Lighting up Mass Spectrometry – Structural investigations of biological systems using lasers

When thinking of Mass Spectrometry, the first picture that comes to mind is analysis of isotopes, small molecules and proteomics. However, Mass Spectrometry has entered the field of structural analysis of proteins and protein complexes already well over thirty years ago when John Fenn discovered electrospray ionization is applicable to large molecules. From then on, the field developed a range of comprehensive methods and instrumentation expanding the field of structural biochemistry. Additionally, lasers and light sources in recent years have improved in intensity allowing to probe low density targets of single molecules such as gas phase ions. In this workshop, current possibilities on merging the two fields are to be discussed, exciting new research and future developments addressed.

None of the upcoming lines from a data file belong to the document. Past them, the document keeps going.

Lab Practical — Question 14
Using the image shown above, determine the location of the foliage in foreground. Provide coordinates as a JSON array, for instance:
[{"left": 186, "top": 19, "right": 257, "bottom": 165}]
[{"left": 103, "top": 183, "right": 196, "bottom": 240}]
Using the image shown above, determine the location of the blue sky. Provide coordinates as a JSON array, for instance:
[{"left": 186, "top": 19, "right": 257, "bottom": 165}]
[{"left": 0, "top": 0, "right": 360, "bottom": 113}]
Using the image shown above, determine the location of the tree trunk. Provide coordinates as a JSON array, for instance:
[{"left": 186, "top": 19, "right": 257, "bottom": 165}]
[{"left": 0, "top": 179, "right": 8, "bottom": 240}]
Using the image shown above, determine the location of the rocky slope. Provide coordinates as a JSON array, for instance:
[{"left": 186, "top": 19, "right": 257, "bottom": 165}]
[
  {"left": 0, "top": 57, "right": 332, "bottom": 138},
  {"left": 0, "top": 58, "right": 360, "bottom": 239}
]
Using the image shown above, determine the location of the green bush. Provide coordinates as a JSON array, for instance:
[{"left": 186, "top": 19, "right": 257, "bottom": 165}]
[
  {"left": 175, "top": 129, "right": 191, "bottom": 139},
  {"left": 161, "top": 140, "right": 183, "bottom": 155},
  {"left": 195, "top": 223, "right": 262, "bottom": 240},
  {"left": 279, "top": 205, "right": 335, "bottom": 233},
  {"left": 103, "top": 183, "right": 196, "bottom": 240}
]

To understand a chemical or biological process, insight into structure and movement is crucial. We would like to draw attention to mass spectrometric methods, especially in combination with photons, be it scattering, fragmentation or spectroscopy, as well as the new field of mass photometry. Light can provide additional insights into structure beyond mass and ion mobility, i.e. gross shape, as the interaction depends on subtle changes in structural arrangements. Future applications are manifold and cover all molecules relevant to life, including the four main classes proteins, nucleic acids, glycans and lipids. Therefore, this is of general interest, way beyond analytical aspects, facilitating to understand biochemical processes.

The workshop is organized by the MS SPIDOC consortium (Horizon 2020 grant No 801406) inviting international experts. The workshop will give a comprehensive overview of the field of structural mass spectrometry coupled to different light sources from an experimental and theoretical perspective. Current important research and instrument developments as well as future ideas and applications will be highlighted.